Vishvamitra rispose: “Vi è un Rakshasa di nome Ravana a cui Brahma ha conferito il dono dell’invulnerabilità. Ha una forza straordinaria ed è seguito da numerosi Rakshasa, ed ha tormentato la Terra e il cielo. Quando non ha voglia di attaccare i sacrifici dei saggi di persona, manda i suoi luogotenenti Maricha e Subahu”. Sentendo il nome di Ravana il re si allarmò e disse: “Nemmeno tutti i Deva e i Gandharva insieme a tutto l’esercito dei pianeti superiori potrebbero sconfiggere quel demone. Come posso affrontarlo, io che sono un semplice mortale? E Rama? Brahma ha reso Ravana imbattibile, e con tutte le mie truppe non potrei sconfiggerlo”.

Il re aveva sentito molti racconti delle imprese di Ravana che molti anni prima aveva ucciso Anaranya, un suo antenato, aveva sconfitto i Deva e addirittura il potenteYamaraja. Affrontarlo in battaglia sarebbe stato un suicidio. Il re disse, torcendosi le mani: “Come posso permettere al mio gentile figliolo di rischiare la sua vita affrontando Ravana? Piuttosto verrò io con il mio esercito a morire per proteggere il tuo sacrificio, ma Rama resterà qui”. Sentendo queste parole Vishvamitra si infuriò: Dasarath non aveva fede in lui? Come osava negargli la sua richiesta? La sacra legge imponeva ai re e ai guerrieri di obbedire sempre ai bramini e rispettarli, e Dasarath aveva dato la sua parola. Gli occhi del saggio lampeggiavano d’ira. “Ti tiri indietro dopo che ti sei solennemente impegnato a soddisfare le mie richieste? Questo rifiuto sarà la vergogna e la rovina del tuo casato. Se non te ne importa io me ne andrò, e tu potrai restare pacificamente con i tuoi cari, convivendo col tradimento della tua promessa”.

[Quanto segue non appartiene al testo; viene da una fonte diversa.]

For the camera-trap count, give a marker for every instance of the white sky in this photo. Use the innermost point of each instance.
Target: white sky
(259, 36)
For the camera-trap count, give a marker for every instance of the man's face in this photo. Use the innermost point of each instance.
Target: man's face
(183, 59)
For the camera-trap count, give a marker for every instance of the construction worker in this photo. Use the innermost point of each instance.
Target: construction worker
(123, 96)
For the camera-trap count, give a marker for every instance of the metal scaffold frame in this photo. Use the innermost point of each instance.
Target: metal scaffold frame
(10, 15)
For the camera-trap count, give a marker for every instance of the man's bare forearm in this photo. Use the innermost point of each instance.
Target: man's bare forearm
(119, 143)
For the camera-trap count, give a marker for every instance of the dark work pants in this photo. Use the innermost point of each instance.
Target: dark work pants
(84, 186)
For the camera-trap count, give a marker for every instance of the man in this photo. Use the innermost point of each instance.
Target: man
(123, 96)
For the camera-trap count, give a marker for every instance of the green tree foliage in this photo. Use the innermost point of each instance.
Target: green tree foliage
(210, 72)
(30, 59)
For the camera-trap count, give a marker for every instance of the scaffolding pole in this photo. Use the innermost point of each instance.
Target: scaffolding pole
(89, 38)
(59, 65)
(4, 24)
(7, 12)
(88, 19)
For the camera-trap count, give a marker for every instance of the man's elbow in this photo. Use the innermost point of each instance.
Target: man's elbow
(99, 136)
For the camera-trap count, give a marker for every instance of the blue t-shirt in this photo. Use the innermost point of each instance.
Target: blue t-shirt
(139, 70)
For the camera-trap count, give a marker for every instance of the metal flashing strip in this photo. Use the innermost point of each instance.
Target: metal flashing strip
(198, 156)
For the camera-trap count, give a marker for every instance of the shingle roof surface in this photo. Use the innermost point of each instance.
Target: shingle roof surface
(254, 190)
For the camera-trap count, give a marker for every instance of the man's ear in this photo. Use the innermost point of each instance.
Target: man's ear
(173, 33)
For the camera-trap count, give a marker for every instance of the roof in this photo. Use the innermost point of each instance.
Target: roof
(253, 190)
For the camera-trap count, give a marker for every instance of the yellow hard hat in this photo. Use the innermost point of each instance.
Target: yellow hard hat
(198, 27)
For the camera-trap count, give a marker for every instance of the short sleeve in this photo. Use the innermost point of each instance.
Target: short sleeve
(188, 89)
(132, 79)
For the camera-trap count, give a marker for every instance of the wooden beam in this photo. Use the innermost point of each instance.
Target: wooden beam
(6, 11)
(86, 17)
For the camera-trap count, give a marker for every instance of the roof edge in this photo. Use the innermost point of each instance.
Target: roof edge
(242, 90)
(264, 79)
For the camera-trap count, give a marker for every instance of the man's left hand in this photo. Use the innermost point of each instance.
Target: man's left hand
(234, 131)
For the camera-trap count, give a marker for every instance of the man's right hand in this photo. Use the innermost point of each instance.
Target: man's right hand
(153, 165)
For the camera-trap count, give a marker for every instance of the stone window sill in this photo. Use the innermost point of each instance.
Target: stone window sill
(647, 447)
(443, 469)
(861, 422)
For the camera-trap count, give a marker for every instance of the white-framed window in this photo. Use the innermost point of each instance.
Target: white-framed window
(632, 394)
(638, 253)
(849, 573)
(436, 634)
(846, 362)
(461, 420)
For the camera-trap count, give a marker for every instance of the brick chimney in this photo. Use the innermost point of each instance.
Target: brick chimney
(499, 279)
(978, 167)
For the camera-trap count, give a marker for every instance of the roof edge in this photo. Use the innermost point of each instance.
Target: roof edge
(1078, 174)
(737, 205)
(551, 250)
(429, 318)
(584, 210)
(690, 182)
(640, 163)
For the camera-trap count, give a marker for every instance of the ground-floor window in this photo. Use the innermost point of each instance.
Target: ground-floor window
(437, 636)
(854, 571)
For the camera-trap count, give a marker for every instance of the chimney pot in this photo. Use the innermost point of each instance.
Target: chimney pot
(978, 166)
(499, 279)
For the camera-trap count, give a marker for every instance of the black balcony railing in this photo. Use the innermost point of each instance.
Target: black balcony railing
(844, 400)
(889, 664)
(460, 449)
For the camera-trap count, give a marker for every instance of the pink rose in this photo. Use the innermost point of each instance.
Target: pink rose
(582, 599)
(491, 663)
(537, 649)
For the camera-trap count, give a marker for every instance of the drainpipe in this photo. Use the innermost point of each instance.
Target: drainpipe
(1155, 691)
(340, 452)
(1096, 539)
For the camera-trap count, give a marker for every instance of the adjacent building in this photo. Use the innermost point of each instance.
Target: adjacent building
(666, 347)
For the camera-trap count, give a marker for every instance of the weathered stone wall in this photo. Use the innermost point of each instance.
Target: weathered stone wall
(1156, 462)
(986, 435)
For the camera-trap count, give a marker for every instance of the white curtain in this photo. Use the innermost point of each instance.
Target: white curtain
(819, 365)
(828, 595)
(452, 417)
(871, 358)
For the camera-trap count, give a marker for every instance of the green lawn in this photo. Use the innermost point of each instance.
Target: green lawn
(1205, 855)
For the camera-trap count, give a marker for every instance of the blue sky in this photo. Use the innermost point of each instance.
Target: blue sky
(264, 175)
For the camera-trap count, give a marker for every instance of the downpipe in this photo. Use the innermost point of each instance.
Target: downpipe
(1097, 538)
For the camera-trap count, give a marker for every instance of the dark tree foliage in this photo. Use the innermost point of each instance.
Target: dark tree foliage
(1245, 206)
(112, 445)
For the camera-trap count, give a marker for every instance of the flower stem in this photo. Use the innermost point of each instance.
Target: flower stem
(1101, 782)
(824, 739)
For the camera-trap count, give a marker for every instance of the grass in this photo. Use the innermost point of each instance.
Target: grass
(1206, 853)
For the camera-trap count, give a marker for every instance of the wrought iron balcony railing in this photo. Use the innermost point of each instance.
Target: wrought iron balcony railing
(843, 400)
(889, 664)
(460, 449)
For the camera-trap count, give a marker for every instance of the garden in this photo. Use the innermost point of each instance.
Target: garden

Perfino i Deva in cielo si spaventarono alla furia di Vishvamitra e la Terra tremò. Il saggio Vasishtha, che capiva il pericolo della maledizione incombente di Vishvamitra, disse al re: “Tu sei nato nella dinastia del dio-sole e sei la personificazione della virtù. Non è da te cessare di essere un giusto, tu sei famoso per essere veritiero e fedele alle tue promesse. Fatti forza, perché se non fai fede alla tua promessa perderai tutti i meriti che hai acquisito con le tue buone azioni. Manda Rama con Vishvamitra, non importa quanto sia esperto nel combattere, perché sarà protetto dal saggio”.

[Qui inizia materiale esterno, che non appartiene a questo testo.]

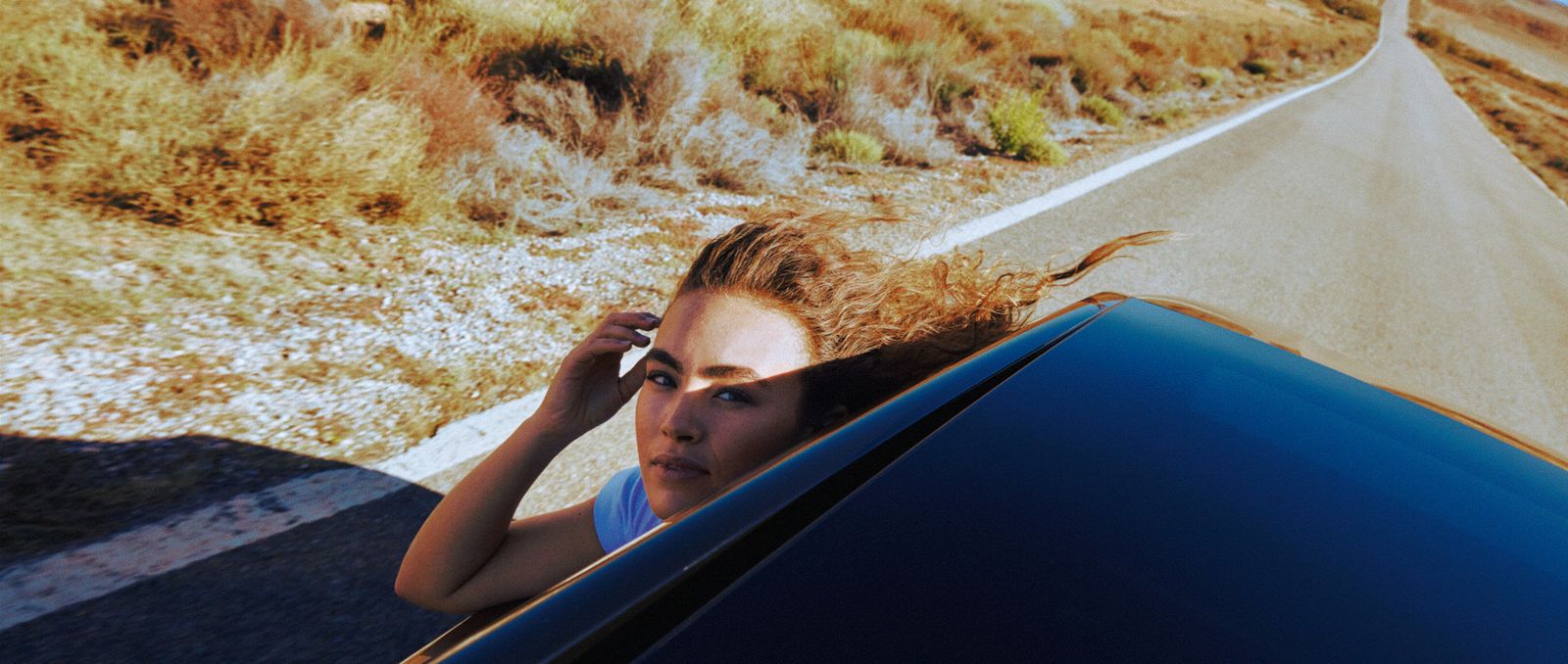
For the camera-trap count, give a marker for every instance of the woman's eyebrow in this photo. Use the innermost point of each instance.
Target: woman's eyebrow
(742, 373)
(717, 371)
(659, 355)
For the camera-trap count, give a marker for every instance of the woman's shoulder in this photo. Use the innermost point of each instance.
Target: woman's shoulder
(621, 511)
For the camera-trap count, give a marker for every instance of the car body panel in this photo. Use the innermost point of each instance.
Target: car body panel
(590, 606)
(1233, 503)
(1123, 480)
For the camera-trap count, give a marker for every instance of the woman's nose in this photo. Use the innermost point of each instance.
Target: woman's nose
(682, 421)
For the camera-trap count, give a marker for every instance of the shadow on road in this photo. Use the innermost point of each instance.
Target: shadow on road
(318, 593)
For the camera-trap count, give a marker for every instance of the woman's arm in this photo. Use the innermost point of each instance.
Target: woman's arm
(469, 553)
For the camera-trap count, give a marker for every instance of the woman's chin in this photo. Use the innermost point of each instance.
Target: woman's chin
(666, 503)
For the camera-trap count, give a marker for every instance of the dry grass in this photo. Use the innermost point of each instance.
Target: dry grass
(1528, 113)
(167, 159)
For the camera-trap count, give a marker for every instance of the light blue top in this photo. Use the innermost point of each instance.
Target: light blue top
(621, 512)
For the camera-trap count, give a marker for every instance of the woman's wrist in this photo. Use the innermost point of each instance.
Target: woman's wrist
(546, 434)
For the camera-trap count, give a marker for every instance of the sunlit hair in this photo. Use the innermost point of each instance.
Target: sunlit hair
(875, 323)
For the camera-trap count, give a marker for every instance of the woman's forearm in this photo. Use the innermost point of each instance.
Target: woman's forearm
(465, 531)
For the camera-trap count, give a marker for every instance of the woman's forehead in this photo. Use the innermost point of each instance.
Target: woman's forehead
(720, 329)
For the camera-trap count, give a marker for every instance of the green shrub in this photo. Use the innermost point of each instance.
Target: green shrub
(1016, 120)
(1209, 77)
(1043, 151)
(1261, 66)
(851, 146)
(1170, 115)
(1019, 128)
(1102, 110)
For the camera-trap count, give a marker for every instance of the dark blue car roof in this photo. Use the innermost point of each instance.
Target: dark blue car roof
(1121, 481)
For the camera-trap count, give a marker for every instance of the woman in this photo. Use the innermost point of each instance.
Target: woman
(775, 334)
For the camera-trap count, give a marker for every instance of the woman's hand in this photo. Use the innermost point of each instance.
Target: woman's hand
(588, 387)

Vasishtha che conosceva la missione divina di Rama, disse al re che Vishvamitra aveva un potere inimmaginabile ed un vasto sapere, e nel passato, mentre governava un regno, aveva ricevuto da Shiva la conoscenza di tutte le armi celesti, e l’avrebbe certamente trasmessa a Rama. Vishvamitra era in grado di punire i Rakshasa, ma voleva Rama solo per aiutarlo. Dasarath era ancora poco convinto, e con il volto rigato di lacrime, le mani tremanti, unite in preghiera, chiese a Vishvamitra di cedere. Allora Vasishtha prese il re in disparte e gli rivelò la vera identità di Rama. Inoltre gli disse che l’arrivo di Vishvamitra era voluto dalla provvidenza per il bene del mondo, e quindi non c’era da aver timore se Rama andava col saggio.

Il re era sconvolto: per lui Rama era il suo caro figlio, bisognoso di protezione, come poteva essere il Signore Supremo? Il saggio non poteva mentirgli, ed il re accettò le sue parole, e sentendosi un po’ rassicurato, acconsentì a mandare Rama con Vishvamitra accompagnato da Lakshmana, che non avrebbe mai lasciato Rama combattere da solo. Dasarath mandò a chiamare i suoi due figli e li abbracciò, e mentre le sue mogli piangevano, li affidò a Vishvamitra dicendo: “Servite questo saggio come servireste me, figli miei. Pregherò per il vostro ritorno. Andate con la mia benedizione”. Rama e Lakshmana, guidati da un sorridente Vishvamitra, lasciarono il regno sotto gli occhi dei genitori e dei cittadini. Vasishtha intonò inni e preghiere di buon auspicio e in cielo risuonarono i tamburi e caddero fiori.